Упорство француженки рассердило меня; к счастью, с ксендзом Людвиком дело пошло несравненно легче. Милейший ксендз, и прежде учивший Ганю, не только согласился продолжать и расширять ее образование, но и меня похвалил за ревностную заботу.

- Вижу,- сказал он,- что ты не на шутку берешься за осуществление возложенных на тебя обязанностей, хотя ты молод и сам еще дитя, и это весьма похвально, однако помни: будь столь же постоянен, сколь и ревностен.

И я видел, что ксендз доволен мной. Роль хозяина дома, которую я себе присвоил, скорей забавляла его, нежели сердила. Старичок видел, что во всем этом было много ребячества, но что побуждения мои честны, поэтому он гордился мной и радовался, что семена, зароненные им в мою душу, не погибли. Впрочем, старый ксендз вообще питал ко мне слабость; что же касается меня, то если вначале, в годы раннего детства, я всем существом его боялся, то теперь, становясь юношей, все больше добивался его симпатии. Он очень любил меня и позволял распоряжаться собой. Ганю он тоже любил и готов был, как только мог, облегчить ее участь, так что с его стороны я не встретил ни малейшего противодействия. У мадам д'Ив было, в сущности, доброе сердце, и хотя она немножко сердилась на меня, но Ганю тоже окружила заботами. Таким образом, на недостаток любящих сердец сиротка не могла пожаловаться. По-иному стала к ней относиться и прислуга: не как к товарке, а как к барышне. С волей старшего сына в семье, будь то даже ребенок, у нас очень считались. Этого требовал и мой отец. Против воли старшего панича можно было апеллировать к самому пану или к панн, но без их полномочия нельзя было ей противиться. Нельзя было также с младенческих лет называть старшего сына по имени, а непременно "паничем". Прислуге, так же как и младшим братьям и сестрам, постоянно внушалось уважение к старшему, и это отношение оставалось потом на всю жизнь. "На этом семья держится",- говаривал мой отец, и действительно благодаря этому в нашей семье издавна сохранялся добровольный, а не установленный законом порядок, в силу которого старший сын получал большую долю наследства. То была семейная традиция, переходившая из поколения в поколение. Люди привыкли смотреть на меня как на будущего своего господина, и даже старик, покойный Миколай, которому все разрешалось и который один только звал меня по имени, и тот в известной мере этому подчинялся.

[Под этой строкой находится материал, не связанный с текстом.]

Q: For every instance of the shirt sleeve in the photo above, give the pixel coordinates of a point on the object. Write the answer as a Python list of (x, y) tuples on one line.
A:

Мать держала аптечку дома и сама посещала больных. Во время холеры она вместе с доктором ночи напролет проводила в деревенских хатах, подвергаясь смертельной опасности, а отец, всегда дрожавший за нее, тем не менее не запрещал ей этого, твердя: "Долг, прежде всего долг". Впрочем, и отец, несмотря на свою суровость, многим оказывал помощь: нередко прощал невыполненный оброк; случалось, и долги платил за крестьян, и хотя от природы был вспыльчив, легко смягчался и не наказывал за провинности, не раз он справлял в деревне свадьбы и крестил младенцев; нас учил уважать людей, да и сам всегда снимал шапку, когда ему кланялись мужики, мало того: даже частенько обращался к ним за советом. Зато и передать невозможно, как сильно были привязаны мужики ко всему нашему семейству, что впоследствии они неоднократно доказывали самым убедительным образом.

Все это я рассказываю затем, чтобы, во-первых, верно изобразить, как это у нас бывает и бывало, а во-вторых, чтобы показать, что в моих усилиях превратить Ганю в "паненку" я не встретил никаких затруднений. Наибольшее, хотя и пассивное, сопротивление оказывала она сама: робость и чрезмерная почтительность к "господам", которую привил девочке Миколай, мешали ей примириться со своим новым положением.